From the other side, she was met with the somewhat welcomed sight of Sinbad's general and advisor, Ja'far. Though she did not know him well, in the time she'd spent working along side him, she'd really come to like him. He was kind, and he listened to her, and she'd never seen him disrespect her or anyone else for that matter. She almost felt safe.

"Aah, Lord Ja'far, I didn't hear you coming...is there anything I can do for you?"

Ja'far frowned then, looking her over appraisingly. "Um...not really I came to check on you since Yamuraiha said you weren't feeling so well...forgive me for the intrusion but why are you crying?"

"I...." She drew a blank then, torn between telling him her entire life's story and simply closing the door in his face. She improvised, ignoring both longings, and managed a casual shrug. "Oh you know I just really like crying...it's great yeah?"

She laughed a bit awkwardly then, knowing this wasn't working.

"Why...are you laughing?" He asked in concern.

"I..I don't know why aren't you laughing?" She asked as she started to cry harder.

"Why are you crying?" He repeated, gently taking her by the shoulder. "Did something happen? Did someone hurt you?"

"No." She shook her head and wiped her tears away again. "I mean yes but...not recently." She sighed then. "I...well I got hurt a lot years ago...and I guess I was just thinking about it...you know like...every day...instead of sleeping."

"Oh, (Y/N)" Ja'far frowned then, taking a careful step forward.

She turned her head away, not wanting to look him in the eyes. "I didn't want to tell anyone...didn't want you all to see me weak like this...I'm so sorry."

"No please...don't apologize." Ja'far said firmly then. "You're not weak at all, and well...I know how you feel."

(Y/N)'s eyes widened, and she looked up at him in surprise. "You do?"

He nodded. "Yes I do...and I'm not the only one.

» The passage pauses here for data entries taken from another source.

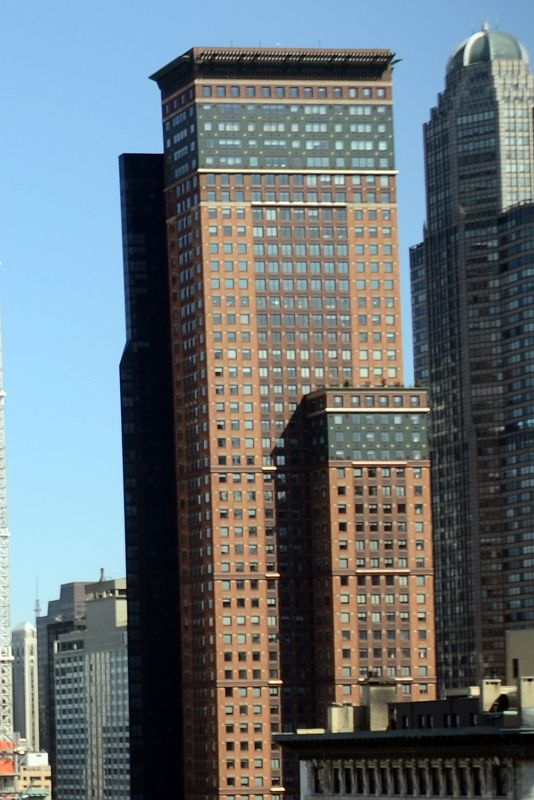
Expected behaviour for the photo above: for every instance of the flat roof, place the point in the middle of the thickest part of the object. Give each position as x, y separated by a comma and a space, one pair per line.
275, 62
482, 737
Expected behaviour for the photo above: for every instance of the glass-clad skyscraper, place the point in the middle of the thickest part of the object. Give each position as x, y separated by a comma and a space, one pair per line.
473, 305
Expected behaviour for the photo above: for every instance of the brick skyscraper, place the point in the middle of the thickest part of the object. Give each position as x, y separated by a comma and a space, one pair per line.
473, 321
276, 472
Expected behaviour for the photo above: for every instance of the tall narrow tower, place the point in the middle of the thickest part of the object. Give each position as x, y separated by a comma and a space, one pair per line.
473, 321
264, 348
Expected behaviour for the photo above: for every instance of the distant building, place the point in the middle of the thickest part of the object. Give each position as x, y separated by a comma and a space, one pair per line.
25, 685
472, 294
64, 615
476, 745
35, 776
91, 699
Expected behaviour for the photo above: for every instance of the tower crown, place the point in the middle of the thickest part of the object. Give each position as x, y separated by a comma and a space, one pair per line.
485, 46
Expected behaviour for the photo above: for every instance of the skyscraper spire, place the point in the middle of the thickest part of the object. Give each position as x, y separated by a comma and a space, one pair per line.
7, 767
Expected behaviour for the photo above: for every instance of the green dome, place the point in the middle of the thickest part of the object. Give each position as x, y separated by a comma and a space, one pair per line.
486, 46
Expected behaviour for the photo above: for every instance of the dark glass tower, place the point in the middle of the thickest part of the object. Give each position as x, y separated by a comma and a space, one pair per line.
473, 322
149, 487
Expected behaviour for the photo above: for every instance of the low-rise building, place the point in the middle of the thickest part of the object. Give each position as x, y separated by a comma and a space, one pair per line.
477, 743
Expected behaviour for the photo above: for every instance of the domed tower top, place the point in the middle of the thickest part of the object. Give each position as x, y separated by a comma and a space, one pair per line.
484, 46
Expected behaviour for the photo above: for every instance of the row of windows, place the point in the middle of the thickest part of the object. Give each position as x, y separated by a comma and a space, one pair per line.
292, 91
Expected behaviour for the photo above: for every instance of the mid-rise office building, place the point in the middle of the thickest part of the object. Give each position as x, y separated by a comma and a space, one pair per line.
473, 320
25, 684
276, 470
63, 615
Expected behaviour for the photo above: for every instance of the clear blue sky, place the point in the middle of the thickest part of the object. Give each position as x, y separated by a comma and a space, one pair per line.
74, 94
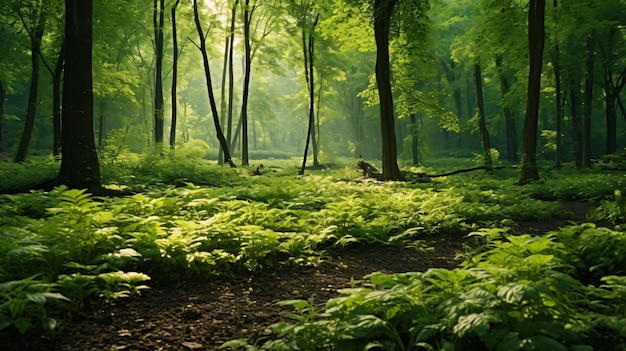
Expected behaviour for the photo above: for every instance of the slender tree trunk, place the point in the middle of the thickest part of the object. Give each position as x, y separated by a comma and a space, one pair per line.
174, 77
558, 107
558, 100
243, 120
484, 133
56, 101
207, 74
509, 121
611, 114
414, 139
382, 23
586, 125
536, 39
231, 77
35, 47
220, 159
79, 166
159, 111
575, 103
2, 98
101, 125
308, 52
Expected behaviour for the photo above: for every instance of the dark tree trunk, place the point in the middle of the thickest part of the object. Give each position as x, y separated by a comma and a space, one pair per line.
35, 47
243, 120
220, 159
558, 101
588, 101
382, 23
2, 98
309, 73
207, 75
558, 107
101, 129
611, 115
56, 101
509, 121
577, 126
174, 77
231, 78
414, 140
159, 112
484, 133
536, 39
79, 166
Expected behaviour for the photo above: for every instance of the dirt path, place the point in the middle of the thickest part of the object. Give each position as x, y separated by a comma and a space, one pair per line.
203, 315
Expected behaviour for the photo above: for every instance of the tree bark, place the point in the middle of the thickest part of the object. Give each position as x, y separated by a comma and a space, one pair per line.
243, 120
309, 73
414, 139
56, 101
558, 107
382, 23
536, 39
79, 166
484, 133
509, 121
159, 112
2, 98
174, 77
577, 126
207, 75
231, 78
36, 36
588, 101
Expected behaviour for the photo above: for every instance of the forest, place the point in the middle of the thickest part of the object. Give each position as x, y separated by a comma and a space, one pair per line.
312, 175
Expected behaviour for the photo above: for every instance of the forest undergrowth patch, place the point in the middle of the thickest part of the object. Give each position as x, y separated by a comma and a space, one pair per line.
66, 252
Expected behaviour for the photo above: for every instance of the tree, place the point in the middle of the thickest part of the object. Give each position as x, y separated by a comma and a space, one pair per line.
174, 76
79, 165
247, 61
37, 15
159, 112
308, 50
536, 39
382, 12
207, 74
484, 133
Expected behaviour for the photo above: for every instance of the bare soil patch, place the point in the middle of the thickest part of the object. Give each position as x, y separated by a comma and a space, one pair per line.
201, 315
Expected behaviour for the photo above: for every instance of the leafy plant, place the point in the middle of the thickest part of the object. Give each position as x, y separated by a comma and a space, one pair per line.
22, 304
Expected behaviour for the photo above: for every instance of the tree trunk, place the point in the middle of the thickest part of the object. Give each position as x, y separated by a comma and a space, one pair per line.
309, 73
511, 128
243, 120
56, 101
2, 97
79, 166
558, 101
101, 129
558, 107
207, 75
536, 39
414, 139
484, 133
159, 112
586, 126
35, 47
575, 103
174, 77
382, 22
231, 78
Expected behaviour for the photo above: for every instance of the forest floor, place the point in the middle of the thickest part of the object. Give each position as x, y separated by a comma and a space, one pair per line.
201, 315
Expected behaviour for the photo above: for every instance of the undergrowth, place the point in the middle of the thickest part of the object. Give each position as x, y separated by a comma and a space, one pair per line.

Many of the generals and their families suffer from past traumas...it's not ideal but...at least know that you're not alone."

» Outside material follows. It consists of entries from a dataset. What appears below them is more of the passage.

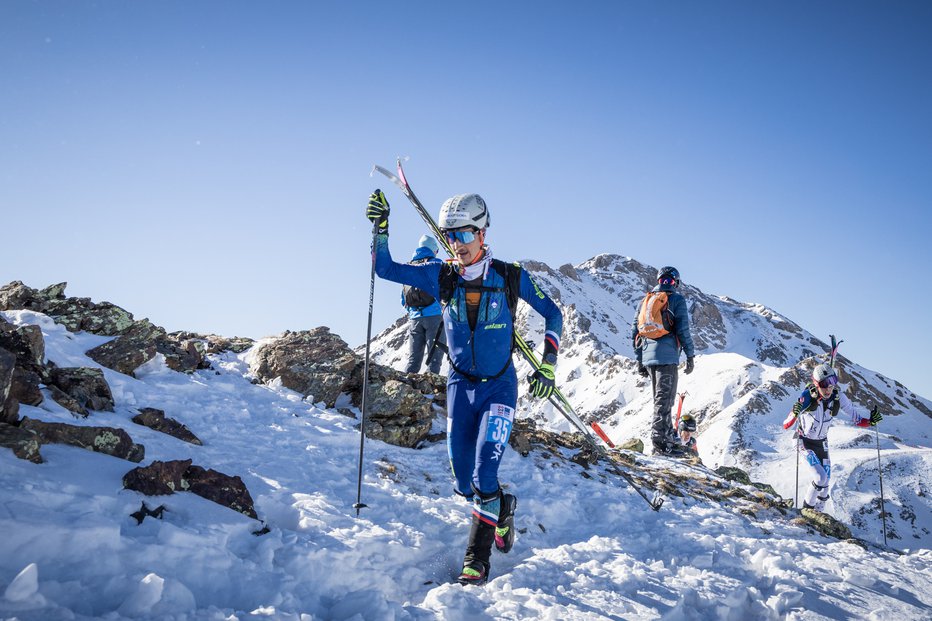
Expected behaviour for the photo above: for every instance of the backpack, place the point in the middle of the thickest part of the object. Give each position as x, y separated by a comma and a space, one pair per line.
654, 318
414, 297
511, 274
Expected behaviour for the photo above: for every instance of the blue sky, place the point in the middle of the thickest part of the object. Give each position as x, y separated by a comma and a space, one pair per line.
202, 162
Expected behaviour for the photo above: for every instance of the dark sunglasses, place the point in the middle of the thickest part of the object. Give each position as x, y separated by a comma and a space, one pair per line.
463, 237
831, 380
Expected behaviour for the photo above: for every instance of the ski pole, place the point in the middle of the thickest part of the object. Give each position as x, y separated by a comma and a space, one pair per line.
365, 374
796, 490
883, 512
679, 411
558, 400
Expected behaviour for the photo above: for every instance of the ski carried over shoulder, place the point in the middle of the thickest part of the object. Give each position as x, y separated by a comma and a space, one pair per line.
557, 399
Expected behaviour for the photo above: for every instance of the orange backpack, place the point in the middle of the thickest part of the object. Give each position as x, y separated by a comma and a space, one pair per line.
654, 320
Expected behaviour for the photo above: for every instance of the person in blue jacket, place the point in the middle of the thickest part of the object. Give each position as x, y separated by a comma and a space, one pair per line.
424, 320
658, 358
478, 294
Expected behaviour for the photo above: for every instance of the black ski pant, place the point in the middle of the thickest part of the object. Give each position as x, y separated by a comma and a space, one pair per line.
663, 378
421, 332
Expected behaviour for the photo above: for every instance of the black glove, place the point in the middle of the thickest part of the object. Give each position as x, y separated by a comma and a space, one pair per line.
378, 210
542, 382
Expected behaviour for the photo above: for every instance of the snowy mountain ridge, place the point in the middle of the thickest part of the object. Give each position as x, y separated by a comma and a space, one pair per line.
588, 547
751, 365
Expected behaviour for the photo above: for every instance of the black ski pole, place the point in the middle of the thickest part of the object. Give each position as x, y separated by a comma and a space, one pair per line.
796, 447
883, 512
365, 374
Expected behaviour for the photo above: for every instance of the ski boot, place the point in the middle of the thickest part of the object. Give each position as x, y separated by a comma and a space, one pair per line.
476, 573
505, 530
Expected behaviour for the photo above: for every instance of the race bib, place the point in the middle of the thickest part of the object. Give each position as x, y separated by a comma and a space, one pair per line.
501, 419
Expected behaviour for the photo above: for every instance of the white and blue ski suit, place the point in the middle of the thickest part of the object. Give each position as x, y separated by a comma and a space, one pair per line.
815, 416
482, 387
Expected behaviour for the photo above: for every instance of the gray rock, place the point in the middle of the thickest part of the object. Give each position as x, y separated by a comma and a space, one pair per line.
314, 363
107, 440
129, 351
398, 414
84, 385
24, 443
155, 419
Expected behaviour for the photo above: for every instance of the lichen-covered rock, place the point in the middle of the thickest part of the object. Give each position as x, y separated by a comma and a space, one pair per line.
214, 344
107, 440
16, 296
73, 313
161, 478
68, 402
156, 419
24, 443
129, 351
825, 524
734, 474
223, 489
633, 444
315, 363
84, 385
181, 354
24, 342
398, 414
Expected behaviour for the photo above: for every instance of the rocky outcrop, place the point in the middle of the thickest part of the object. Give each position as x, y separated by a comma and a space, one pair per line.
24, 443
156, 419
315, 363
399, 414
137, 342
161, 478
107, 440
83, 388
214, 344
73, 313
135, 347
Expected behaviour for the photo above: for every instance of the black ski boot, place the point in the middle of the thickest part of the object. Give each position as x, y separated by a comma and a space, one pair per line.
505, 531
485, 513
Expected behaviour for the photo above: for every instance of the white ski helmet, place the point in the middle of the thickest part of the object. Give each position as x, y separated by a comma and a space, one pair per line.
824, 375
464, 210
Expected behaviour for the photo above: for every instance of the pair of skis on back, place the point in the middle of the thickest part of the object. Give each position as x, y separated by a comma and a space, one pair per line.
557, 399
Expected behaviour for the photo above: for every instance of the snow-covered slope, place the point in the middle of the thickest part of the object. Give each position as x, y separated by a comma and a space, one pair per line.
751, 365
588, 547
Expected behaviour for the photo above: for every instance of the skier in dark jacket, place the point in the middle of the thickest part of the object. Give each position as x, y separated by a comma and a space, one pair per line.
658, 359
816, 409
482, 386
424, 319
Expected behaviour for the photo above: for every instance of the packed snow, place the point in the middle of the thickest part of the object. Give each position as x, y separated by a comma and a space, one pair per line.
588, 547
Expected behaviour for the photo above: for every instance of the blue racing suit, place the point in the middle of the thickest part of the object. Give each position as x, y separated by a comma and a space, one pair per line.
482, 387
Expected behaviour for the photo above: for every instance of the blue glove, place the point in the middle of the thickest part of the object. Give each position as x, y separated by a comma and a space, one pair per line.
378, 210
689, 365
542, 381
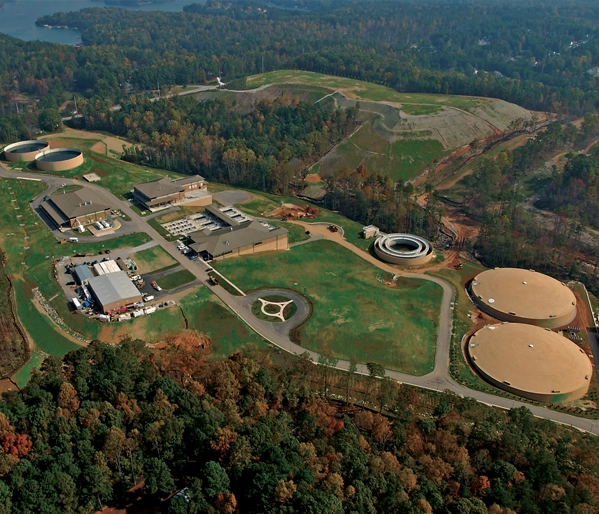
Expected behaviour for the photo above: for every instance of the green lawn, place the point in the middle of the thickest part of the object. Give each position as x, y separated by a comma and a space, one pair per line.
296, 233
153, 260
401, 160
116, 175
354, 314
364, 90
176, 279
206, 314
30, 247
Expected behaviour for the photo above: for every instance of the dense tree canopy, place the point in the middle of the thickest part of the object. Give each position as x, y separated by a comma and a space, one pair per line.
245, 435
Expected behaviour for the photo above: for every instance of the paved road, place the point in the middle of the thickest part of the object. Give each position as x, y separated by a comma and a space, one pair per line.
438, 379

She was too surprised, too relieved, by all this to react much, simply nodding. "Um...okay...thank you."

Ja'far smiled softly then. "Would you like a hug?"

(Y/N) struggled not to cry again, nodding. "Yes please."

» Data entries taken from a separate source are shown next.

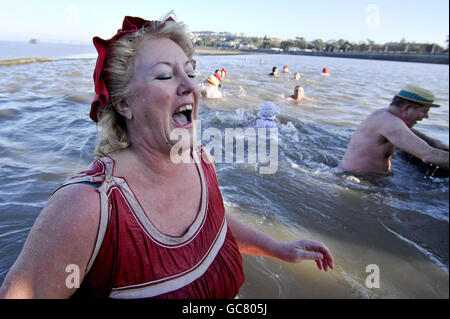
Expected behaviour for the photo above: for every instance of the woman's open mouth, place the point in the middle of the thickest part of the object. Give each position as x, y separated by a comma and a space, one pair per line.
183, 116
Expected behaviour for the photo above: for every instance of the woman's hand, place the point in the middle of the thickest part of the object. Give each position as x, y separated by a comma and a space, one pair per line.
305, 249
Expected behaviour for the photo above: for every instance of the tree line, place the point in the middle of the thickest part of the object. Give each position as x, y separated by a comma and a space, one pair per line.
225, 39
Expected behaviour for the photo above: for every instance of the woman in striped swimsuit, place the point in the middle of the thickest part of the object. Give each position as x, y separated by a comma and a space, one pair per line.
146, 219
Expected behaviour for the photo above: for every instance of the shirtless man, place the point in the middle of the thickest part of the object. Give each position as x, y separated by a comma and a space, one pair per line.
373, 144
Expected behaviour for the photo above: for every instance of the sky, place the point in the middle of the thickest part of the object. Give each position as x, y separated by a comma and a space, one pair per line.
354, 20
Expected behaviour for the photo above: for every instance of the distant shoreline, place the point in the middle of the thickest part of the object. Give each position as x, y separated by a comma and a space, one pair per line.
206, 51
402, 57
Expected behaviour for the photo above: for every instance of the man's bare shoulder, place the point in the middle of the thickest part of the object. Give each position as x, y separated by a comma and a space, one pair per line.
382, 118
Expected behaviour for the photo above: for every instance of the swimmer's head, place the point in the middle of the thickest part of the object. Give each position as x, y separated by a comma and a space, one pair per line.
213, 80
268, 111
299, 91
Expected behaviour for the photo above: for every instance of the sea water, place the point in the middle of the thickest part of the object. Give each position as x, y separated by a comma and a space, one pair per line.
399, 222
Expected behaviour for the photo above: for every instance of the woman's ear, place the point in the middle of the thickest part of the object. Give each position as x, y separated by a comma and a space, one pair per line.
124, 109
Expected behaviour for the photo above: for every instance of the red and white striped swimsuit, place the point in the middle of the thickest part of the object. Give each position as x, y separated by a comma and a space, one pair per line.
132, 259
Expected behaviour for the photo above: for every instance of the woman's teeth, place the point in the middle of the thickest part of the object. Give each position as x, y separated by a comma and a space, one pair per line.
182, 115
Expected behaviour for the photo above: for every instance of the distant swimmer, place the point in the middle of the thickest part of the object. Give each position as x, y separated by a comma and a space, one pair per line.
371, 148
223, 73
218, 75
299, 95
274, 71
211, 88
267, 115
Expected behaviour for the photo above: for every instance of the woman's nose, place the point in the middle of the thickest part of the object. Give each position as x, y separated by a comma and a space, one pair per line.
187, 86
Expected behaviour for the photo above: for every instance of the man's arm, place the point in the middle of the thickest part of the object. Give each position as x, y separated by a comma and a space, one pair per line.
434, 143
399, 134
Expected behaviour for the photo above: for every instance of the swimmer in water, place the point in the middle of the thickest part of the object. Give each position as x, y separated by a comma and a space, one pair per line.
299, 95
274, 71
372, 145
267, 115
211, 88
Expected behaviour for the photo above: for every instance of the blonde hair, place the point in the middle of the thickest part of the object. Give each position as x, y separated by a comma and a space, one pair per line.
118, 71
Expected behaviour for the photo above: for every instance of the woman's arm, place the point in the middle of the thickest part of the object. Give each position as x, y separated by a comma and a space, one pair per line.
254, 242
63, 235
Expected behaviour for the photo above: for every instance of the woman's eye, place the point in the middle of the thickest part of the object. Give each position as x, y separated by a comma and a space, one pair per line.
164, 77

He hugged her gently then, stroking her hair and trying to help her calm down. Guiding her back to the bed he settled down with her sitting next to him, gently holding her hand in his own.

"You're not weak for struggling you know, or being sensitive to some things. I know it's an awful way to feel, but it's a sign you survived okay? So please don't feel ashamed of this."

(Y/N) nodded and rested her head against his shoulder. "Okay...sorry for all this. I...I never said anything before because I felt like by telling anyone if I was uncomfortable about something I'd be manipulating them somehow."

"What? Oh (Y/N), that's nonsense you're not manipulative for having boundaries." He sighed softly then. "We're all here for you okay? We love you a lot, so we want you to be happy."

Carefully wiping the tears from her eyes she smiled weakly. "Okay thank you, I love you guys too."

A/N thissss is a vent fic I started a few months ago and finished now. I wasn't going to post it, but since I know I have at least a few ppl here that are interested in these types of things I decided to go along with it. Hopefully I did this topic justice, this is something I struggle a lot with as opening up about trauma to people not knowing how they react can be pretty scary imo. Anyway I love you guys thanks for reading this mess of a fic and I hope you have an awesome day!